Stephen Hawking, the brilliant physicist – I know he's brilliant, because I read his "A Brief History of Time" book and the five percent of it that I understood was terrific – says we should be afraid of close encounters with E.T.
As he sees it, if any beings from outer space are smart enough to travel through the universe and run into us, they may be smart enough to take over the Earth.
He landed in my back yard one night last week as I was taking out the trash.
"Greetings, Earthling," he said as he hopped out of his flying saucer. "This is Earth, right?"
This is the place, I said. How, in all the limitless reaches of space, did you find us?
"No problem. I just typed the address 'Earth' into my GPS."
You have a GPS?
"Galactic Positioning System, it's great. Used to be I'd have to stop at every solar system and ask directions."

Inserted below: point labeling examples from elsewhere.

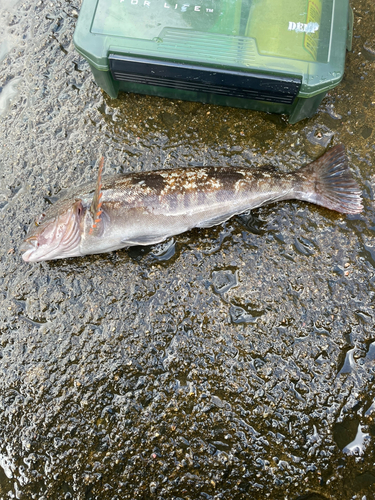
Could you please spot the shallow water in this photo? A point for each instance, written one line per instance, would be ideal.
(241, 366)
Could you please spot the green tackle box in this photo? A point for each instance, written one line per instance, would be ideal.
(278, 56)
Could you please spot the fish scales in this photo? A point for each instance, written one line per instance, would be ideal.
(191, 188)
(148, 207)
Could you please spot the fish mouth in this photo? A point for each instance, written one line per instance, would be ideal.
(58, 239)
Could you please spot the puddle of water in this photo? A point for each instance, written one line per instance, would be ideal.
(8, 94)
(357, 446)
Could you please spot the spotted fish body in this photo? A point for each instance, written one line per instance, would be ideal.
(148, 207)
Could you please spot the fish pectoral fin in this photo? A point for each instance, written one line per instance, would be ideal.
(150, 239)
(214, 221)
(96, 204)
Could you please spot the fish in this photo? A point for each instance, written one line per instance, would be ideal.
(146, 208)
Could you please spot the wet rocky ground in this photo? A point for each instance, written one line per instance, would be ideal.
(242, 366)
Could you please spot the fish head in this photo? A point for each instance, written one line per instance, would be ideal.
(56, 234)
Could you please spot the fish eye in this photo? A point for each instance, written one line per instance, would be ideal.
(41, 217)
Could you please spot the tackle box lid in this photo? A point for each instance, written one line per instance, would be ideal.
(300, 42)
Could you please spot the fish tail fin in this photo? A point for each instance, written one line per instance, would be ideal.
(328, 182)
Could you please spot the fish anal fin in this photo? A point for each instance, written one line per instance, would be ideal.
(96, 204)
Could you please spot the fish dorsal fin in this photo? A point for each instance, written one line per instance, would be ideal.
(96, 204)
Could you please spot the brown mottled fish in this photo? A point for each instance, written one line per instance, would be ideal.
(148, 207)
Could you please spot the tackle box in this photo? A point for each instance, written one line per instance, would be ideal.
(278, 56)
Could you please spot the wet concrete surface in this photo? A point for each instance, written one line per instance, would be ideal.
(243, 365)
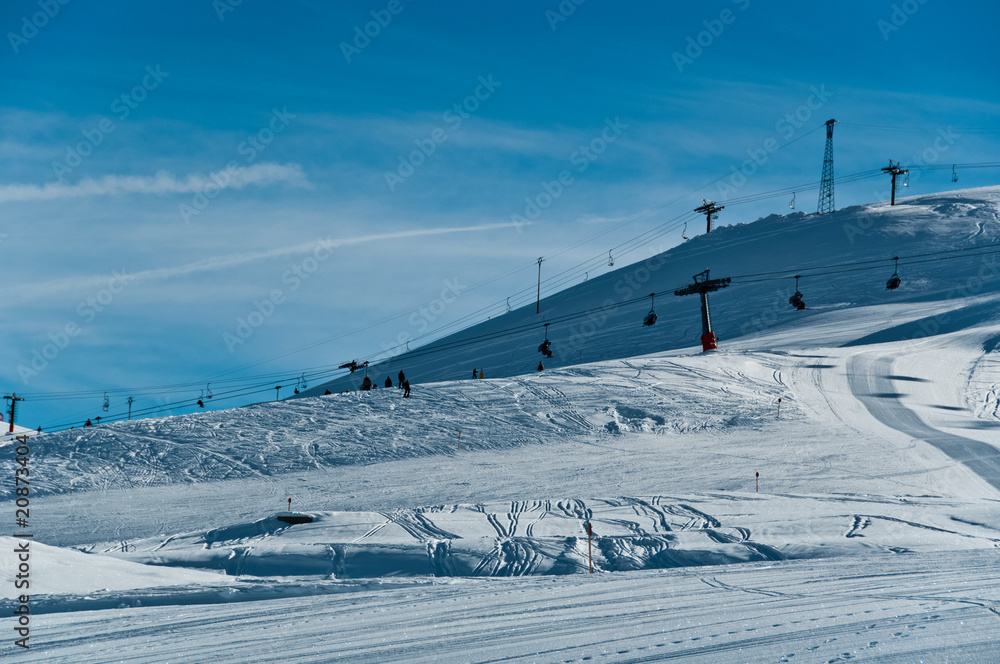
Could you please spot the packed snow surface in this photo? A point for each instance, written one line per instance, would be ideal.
(858, 518)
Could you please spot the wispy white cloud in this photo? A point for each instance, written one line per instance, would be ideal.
(30, 292)
(160, 184)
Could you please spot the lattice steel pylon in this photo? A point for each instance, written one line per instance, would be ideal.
(826, 203)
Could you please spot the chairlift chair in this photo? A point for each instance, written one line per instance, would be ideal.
(796, 299)
(650, 318)
(894, 280)
(545, 348)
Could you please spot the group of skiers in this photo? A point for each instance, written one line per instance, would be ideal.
(404, 384)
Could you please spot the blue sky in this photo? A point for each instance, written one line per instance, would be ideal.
(170, 170)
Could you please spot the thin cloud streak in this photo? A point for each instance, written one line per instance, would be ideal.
(160, 184)
(29, 292)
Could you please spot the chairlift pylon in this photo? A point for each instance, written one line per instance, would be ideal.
(796, 299)
(650, 318)
(894, 280)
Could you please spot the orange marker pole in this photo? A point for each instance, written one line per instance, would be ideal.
(590, 551)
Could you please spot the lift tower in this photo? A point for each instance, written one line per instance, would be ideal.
(894, 170)
(703, 287)
(826, 203)
(709, 209)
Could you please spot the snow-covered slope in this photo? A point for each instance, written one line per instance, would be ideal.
(794, 244)
(856, 518)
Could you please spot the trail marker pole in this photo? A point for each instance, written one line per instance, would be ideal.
(590, 551)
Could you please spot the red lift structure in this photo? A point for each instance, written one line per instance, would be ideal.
(703, 286)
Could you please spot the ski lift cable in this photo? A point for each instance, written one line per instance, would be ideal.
(749, 198)
(266, 386)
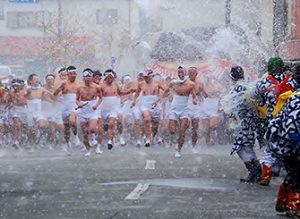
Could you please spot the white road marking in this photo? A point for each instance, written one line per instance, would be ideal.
(137, 192)
(150, 165)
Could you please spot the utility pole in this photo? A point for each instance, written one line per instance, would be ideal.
(280, 21)
(59, 29)
(227, 12)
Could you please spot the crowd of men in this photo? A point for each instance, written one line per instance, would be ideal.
(144, 109)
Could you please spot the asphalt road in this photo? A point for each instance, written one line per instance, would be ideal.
(131, 183)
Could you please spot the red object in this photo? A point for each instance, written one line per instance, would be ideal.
(282, 199)
(266, 175)
(278, 87)
(294, 204)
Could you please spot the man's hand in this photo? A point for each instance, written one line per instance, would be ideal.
(133, 103)
(95, 106)
(80, 105)
(195, 101)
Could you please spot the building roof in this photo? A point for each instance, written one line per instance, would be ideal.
(15, 46)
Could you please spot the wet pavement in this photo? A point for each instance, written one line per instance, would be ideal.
(131, 183)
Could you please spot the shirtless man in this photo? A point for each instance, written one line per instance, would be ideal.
(88, 99)
(18, 103)
(48, 104)
(34, 108)
(97, 77)
(69, 89)
(4, 101)
(150, 91)
(182, 88)
(194, 110)
(111, 103)
(211, 108)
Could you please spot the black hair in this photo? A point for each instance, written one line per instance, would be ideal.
(97, 72)
(31, 76)
(49, 75)
(71, 68)
(62, 70)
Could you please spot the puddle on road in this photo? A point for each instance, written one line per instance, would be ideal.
(191, 183)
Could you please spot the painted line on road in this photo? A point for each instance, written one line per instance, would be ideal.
(150, 165)
(137, 192)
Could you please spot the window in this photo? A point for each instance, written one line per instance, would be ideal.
(1, 11)
(26, 19)
(109, 16)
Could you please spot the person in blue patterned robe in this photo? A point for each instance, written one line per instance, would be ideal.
(267, 92)
(284, 136)
(248, 121)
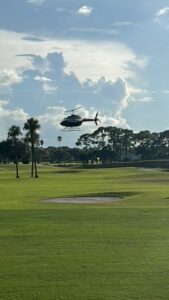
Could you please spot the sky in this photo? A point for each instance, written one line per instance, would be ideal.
(107, 56)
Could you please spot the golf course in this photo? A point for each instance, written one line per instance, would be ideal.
(84, 251)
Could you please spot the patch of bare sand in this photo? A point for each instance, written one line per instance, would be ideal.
(83, 200)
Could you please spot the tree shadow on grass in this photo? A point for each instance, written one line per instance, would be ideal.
(106, 194)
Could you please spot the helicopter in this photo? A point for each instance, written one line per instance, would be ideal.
(76, 121)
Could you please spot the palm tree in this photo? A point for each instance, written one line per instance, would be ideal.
(59, 138)
(32, 126)
(13, 136)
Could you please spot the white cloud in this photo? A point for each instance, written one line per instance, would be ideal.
(105, 31)
(108, 59)
(36, 2)
(146, 99)
(163, 11)
(85, 10)
(9, 77)
(42, 79)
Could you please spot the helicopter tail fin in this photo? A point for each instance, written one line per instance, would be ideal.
(96, 119)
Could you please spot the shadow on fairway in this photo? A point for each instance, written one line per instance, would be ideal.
(106, 194)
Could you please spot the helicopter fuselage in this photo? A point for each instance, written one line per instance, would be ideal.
(76, 121)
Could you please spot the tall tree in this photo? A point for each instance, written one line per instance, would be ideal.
(32, 126)
(13, 136)
(59, 139)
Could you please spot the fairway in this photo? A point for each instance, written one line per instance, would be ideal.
(113, 250)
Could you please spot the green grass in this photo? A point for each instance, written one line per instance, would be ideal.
(80, 252)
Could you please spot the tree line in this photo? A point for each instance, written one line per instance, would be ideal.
(108, 144)
(15, 148)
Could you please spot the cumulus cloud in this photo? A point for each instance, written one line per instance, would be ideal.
(36, 2)
(9, 77)
(108, 59)
(85, 10)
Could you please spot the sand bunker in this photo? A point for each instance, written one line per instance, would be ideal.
(83, 200)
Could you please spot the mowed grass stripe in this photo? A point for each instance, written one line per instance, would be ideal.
(112, 251)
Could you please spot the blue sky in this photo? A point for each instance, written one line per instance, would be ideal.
(108, 56)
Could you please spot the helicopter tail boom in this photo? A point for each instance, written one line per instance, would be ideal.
(96, 120)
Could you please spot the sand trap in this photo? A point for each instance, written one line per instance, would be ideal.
(83, 200)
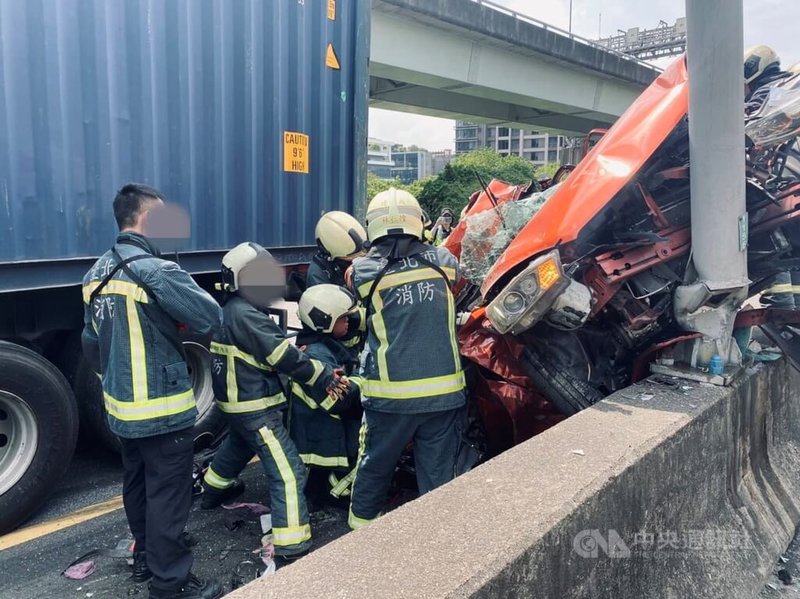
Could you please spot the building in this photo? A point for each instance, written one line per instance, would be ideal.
(440, 159)
(388, 160)
(379, 158)
(539, 148)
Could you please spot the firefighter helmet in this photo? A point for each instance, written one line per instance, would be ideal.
(394, 212)
(321, 306)
(340, 235)
(758, 61)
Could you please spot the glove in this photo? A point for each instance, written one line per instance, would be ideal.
(348, 405)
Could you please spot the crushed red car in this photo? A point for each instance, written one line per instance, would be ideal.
(570, 288)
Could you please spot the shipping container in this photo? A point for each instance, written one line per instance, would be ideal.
(206, 100)
(251, 114)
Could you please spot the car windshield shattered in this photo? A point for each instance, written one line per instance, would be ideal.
(490, 232)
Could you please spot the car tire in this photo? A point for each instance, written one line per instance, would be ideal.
(209, 421)
(567, 393)
(38, 431)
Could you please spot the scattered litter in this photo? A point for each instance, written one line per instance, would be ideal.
(225, 553)
(80, 570)
(256, 508)
(233, 523)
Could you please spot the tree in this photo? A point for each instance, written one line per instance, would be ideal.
(453, 186)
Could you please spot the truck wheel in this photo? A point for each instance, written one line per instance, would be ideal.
(38, 430)
(198, 360)
(568, 394)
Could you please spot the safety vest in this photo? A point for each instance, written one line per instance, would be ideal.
(249, 353)
(411, 362)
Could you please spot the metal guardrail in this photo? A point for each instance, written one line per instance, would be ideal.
(572, 36)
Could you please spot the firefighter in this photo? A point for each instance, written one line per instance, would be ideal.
(340, 238)
(326, 431)
(134, 305)
(412, 384)
(249, 352)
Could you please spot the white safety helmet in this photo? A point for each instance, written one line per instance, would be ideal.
(321, 306)
(758, 60)
(340, 235)
(249, 264)
(394, 212)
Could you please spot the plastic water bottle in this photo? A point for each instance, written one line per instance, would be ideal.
(716, 365)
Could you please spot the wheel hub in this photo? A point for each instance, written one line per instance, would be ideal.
(18, 439)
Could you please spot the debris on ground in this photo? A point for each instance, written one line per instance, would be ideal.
(256, 508)
(80, 570)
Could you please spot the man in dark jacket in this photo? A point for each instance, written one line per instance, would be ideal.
(250, 353)
(135, 303)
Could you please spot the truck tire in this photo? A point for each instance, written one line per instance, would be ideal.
(38, 430)
(90, 395)
(568, 394)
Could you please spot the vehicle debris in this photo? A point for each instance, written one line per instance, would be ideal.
(80, 570)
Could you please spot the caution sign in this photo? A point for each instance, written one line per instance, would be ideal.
(295, 152)
(330, 58)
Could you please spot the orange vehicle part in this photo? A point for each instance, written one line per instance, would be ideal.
(608, 167)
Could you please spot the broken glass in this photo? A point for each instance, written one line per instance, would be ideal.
(490, 232)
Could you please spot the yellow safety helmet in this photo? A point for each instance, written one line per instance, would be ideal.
(757, 60)
(321, 306)
(394, 212)
(340, 235)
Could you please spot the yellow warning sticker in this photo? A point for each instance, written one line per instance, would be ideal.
(295, 152)
(330, 58)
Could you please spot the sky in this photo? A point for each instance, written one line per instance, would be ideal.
(771, 22)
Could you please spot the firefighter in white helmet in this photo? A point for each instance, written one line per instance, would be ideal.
(325, 430)
(340, 238)
(412, 384)
(249, 352)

Now aren't you supposed to say "Take me to your leader"?
"No need. I see one of them sitting right over there."
My leader? Where?
"Over there, the large, shiny being with the metallic skin."
That's not my leader. That's my car.
"Don't try to fool me. We've observed how you two-legged creatures continually serve these stronger beings, which cruise in mighty herds alone the pathways you built for them. You go to great lengths to provide their food. We've even seen you washing them, proof of your subservient position."
How does that prove anything?
"Well, has your car ever washed you? I rest my case."
OK. So what did you come to Earth for?
"The usual thing: We're hostile invaders from dying planet, seeking a vulnerable world to colonize, a place where we can kill all who resist us and enslave the rest, a world where we reign supreme and make you our miserable, crawling servants. Oh, and we're also looking for some waterfront property. Any problem with that?"